Journal: Journal of stomatology, oral and maxillofacial surgery
Published Date:

Abstract

Oral cancer and its precursor lesions, known as oral potentially malignant disorders (OPMDs), present significant public health challenges due to high morbidity and mortality rates. These issues are particularly pronounced in rural and remote populations, where access to specialized care and early diagnostic services is limited. Socioeconomic disparities, healthcare provider shortages, and geographic isolation contribute to delayed diagnoses and poorer outcomes in these settings. This systematic review evaluated 40 studies focused on early detection strategies for OPMDs and oral squamous cell carcinoma (OSCC) in underserved populations, particularly in rural and low-resource environments. Across 136,257 participants, the review identified diverse screening tools including oral visual examinations, toluidine blue staining, autofluorescence, chemiluminescence, mobile health (mHealth) applications, and artificial intelligence (AI)-based image analysis. The use of low-cost, portable, and technology-driven tools, especially those enabling remote diagnosis and task-sharing with frontline health workers, showed promise in increasing diagnostic accuracy and screening reach. However, variability in performance, training needs, and follow-up adherence remain key limitations. The review also highlighted widespread use of community-based strategies and the value of interdisciplinary collaboration, particularly where dental specialists are not readily available.

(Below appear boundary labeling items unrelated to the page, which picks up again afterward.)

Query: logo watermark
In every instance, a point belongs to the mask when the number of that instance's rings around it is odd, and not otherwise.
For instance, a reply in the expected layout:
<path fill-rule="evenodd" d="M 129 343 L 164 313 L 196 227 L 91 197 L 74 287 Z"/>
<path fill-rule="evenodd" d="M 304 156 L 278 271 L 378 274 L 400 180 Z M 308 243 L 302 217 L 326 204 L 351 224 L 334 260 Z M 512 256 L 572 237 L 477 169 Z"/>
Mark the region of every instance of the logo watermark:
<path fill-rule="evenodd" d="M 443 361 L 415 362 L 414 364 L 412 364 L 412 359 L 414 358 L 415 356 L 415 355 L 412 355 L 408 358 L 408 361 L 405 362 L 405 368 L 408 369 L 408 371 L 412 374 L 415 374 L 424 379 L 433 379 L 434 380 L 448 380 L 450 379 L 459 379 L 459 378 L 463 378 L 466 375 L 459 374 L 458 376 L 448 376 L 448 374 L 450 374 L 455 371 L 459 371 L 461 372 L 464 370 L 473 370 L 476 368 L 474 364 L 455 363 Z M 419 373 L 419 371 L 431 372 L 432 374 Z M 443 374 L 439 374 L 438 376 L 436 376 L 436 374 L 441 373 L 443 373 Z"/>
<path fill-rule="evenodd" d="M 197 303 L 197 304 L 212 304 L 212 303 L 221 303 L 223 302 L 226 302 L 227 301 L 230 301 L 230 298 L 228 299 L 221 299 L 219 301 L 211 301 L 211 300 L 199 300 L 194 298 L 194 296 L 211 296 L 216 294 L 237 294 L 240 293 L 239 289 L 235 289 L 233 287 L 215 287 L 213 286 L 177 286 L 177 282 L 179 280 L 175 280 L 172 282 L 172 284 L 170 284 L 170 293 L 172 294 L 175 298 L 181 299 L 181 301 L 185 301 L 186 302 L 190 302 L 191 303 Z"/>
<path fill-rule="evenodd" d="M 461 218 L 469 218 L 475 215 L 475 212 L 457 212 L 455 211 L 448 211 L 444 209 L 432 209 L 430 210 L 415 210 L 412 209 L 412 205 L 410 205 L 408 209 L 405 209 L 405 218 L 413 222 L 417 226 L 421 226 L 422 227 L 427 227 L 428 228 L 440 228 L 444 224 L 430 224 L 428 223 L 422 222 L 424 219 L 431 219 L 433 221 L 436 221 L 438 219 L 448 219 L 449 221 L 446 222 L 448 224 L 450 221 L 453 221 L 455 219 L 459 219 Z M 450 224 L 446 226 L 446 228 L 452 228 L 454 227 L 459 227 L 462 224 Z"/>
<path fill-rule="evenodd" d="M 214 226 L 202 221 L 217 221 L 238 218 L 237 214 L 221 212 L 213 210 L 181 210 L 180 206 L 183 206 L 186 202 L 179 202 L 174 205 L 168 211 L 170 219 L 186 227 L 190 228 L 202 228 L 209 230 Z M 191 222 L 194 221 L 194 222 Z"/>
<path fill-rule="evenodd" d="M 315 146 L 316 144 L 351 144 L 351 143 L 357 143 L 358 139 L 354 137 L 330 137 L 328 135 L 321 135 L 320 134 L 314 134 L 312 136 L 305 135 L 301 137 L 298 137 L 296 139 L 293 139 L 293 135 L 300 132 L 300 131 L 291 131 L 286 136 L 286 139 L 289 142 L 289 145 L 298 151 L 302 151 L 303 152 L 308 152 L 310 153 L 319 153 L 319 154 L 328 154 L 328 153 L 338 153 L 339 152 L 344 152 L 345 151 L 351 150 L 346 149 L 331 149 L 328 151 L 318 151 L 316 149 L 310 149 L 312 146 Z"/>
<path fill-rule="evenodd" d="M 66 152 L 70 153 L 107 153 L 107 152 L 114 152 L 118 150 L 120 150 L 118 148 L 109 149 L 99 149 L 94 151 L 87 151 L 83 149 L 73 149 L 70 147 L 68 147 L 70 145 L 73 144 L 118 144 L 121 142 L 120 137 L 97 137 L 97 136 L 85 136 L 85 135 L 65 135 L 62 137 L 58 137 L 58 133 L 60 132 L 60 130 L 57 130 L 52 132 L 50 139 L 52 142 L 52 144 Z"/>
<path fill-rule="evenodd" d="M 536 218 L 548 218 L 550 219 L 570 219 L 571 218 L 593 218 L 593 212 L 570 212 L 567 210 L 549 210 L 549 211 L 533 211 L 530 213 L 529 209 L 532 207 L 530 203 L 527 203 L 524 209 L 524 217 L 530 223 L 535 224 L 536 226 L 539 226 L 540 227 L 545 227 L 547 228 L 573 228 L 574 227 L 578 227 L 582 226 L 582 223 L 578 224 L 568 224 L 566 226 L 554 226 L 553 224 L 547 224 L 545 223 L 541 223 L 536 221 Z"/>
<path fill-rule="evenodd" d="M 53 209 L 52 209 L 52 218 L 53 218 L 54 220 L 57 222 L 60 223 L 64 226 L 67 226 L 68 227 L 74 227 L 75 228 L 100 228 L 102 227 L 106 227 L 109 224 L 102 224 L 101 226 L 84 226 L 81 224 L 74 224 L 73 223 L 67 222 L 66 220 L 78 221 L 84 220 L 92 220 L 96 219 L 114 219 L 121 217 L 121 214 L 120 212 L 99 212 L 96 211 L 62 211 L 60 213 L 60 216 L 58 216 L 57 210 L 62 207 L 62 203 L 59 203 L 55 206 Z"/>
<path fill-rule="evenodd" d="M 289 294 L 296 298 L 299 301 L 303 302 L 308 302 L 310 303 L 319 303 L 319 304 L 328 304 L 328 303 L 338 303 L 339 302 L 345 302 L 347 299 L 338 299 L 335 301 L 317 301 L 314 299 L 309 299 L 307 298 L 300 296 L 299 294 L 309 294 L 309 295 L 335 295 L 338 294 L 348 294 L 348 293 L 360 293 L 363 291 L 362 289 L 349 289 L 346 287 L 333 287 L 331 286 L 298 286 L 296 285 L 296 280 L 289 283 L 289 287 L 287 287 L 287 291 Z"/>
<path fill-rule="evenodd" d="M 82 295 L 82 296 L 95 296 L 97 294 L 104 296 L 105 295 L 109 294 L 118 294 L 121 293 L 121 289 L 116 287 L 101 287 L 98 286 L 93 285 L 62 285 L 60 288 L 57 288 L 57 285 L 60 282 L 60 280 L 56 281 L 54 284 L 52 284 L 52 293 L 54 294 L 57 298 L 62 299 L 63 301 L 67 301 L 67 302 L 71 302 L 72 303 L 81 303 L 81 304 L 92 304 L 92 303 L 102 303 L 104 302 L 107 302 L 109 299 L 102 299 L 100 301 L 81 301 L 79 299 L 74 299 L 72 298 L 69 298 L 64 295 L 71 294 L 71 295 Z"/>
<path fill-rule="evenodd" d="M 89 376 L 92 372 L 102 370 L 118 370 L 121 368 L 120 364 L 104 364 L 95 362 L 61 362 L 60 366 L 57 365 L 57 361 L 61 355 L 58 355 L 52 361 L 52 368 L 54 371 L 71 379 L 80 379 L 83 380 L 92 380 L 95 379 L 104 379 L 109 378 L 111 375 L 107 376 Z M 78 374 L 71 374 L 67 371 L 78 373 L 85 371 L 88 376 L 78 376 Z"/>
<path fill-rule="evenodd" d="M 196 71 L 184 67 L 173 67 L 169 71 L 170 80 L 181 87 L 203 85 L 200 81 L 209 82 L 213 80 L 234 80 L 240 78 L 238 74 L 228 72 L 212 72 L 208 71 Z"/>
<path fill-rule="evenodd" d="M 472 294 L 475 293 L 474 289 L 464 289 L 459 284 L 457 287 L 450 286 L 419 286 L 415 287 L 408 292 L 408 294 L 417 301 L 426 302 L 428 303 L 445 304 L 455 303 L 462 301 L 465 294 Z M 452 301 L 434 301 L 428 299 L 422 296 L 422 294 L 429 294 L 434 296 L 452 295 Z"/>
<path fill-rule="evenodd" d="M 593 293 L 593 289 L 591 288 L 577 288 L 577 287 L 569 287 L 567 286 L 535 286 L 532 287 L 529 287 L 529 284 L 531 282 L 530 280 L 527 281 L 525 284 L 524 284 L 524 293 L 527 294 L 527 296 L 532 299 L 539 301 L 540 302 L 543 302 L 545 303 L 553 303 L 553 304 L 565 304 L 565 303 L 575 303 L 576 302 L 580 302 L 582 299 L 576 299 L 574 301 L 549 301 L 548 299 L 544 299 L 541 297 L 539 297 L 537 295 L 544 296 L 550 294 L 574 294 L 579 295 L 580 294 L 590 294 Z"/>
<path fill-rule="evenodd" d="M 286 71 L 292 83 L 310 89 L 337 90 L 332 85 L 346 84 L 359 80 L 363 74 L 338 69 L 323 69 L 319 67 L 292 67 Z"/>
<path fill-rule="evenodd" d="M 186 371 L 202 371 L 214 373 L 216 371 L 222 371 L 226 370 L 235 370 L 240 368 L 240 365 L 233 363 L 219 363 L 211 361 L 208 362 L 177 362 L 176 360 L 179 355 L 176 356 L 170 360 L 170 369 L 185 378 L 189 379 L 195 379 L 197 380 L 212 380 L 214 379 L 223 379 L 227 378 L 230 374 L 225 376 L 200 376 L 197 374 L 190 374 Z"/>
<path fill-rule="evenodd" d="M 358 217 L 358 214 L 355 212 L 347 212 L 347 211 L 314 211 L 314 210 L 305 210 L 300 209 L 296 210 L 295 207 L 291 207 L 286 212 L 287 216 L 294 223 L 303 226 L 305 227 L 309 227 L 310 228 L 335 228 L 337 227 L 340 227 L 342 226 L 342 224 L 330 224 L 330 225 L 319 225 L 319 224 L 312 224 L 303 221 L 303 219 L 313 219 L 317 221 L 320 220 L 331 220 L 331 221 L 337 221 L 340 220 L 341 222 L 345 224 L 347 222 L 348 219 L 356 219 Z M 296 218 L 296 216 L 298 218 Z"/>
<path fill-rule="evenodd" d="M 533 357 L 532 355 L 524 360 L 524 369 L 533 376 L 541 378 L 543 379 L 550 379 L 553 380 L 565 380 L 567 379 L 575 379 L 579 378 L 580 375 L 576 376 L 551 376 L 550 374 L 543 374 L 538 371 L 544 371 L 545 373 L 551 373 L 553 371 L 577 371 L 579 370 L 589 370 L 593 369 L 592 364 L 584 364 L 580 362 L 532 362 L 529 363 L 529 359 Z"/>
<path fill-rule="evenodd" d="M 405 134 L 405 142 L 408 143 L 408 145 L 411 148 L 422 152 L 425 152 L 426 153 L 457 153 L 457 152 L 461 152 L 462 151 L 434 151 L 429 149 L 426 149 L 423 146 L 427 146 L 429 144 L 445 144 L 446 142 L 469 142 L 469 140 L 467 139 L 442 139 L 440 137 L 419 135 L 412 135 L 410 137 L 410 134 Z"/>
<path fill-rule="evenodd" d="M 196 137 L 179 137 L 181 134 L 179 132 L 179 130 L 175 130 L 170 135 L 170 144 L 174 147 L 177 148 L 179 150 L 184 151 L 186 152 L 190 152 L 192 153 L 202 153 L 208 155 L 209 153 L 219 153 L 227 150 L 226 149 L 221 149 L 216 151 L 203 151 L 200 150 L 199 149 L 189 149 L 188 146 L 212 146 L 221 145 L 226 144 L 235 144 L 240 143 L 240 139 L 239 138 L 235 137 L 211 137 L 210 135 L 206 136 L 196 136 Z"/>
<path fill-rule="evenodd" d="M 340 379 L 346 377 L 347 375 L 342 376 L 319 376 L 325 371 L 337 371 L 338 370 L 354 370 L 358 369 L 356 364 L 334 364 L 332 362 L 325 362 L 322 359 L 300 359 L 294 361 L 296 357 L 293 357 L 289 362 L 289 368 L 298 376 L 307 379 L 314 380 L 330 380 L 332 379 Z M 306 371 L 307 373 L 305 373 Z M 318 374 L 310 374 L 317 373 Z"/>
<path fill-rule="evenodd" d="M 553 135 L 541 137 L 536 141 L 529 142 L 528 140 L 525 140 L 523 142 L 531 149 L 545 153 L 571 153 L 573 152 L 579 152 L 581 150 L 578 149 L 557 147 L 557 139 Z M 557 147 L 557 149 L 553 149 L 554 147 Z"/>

Innovative, context-sensitive screening tools supported by interdisciplinary networks hold strong potential to enhance early detection of OPMDs and OSCC in rural and underserved communities. Mobile technologies and AI applications are emerging as practical adjuncts to traditional screening methods. To optimize impact, future efforts should prioritize validation of these tools against histopathological standards and the integration of trained non-specialist health workers in community-based screening programs.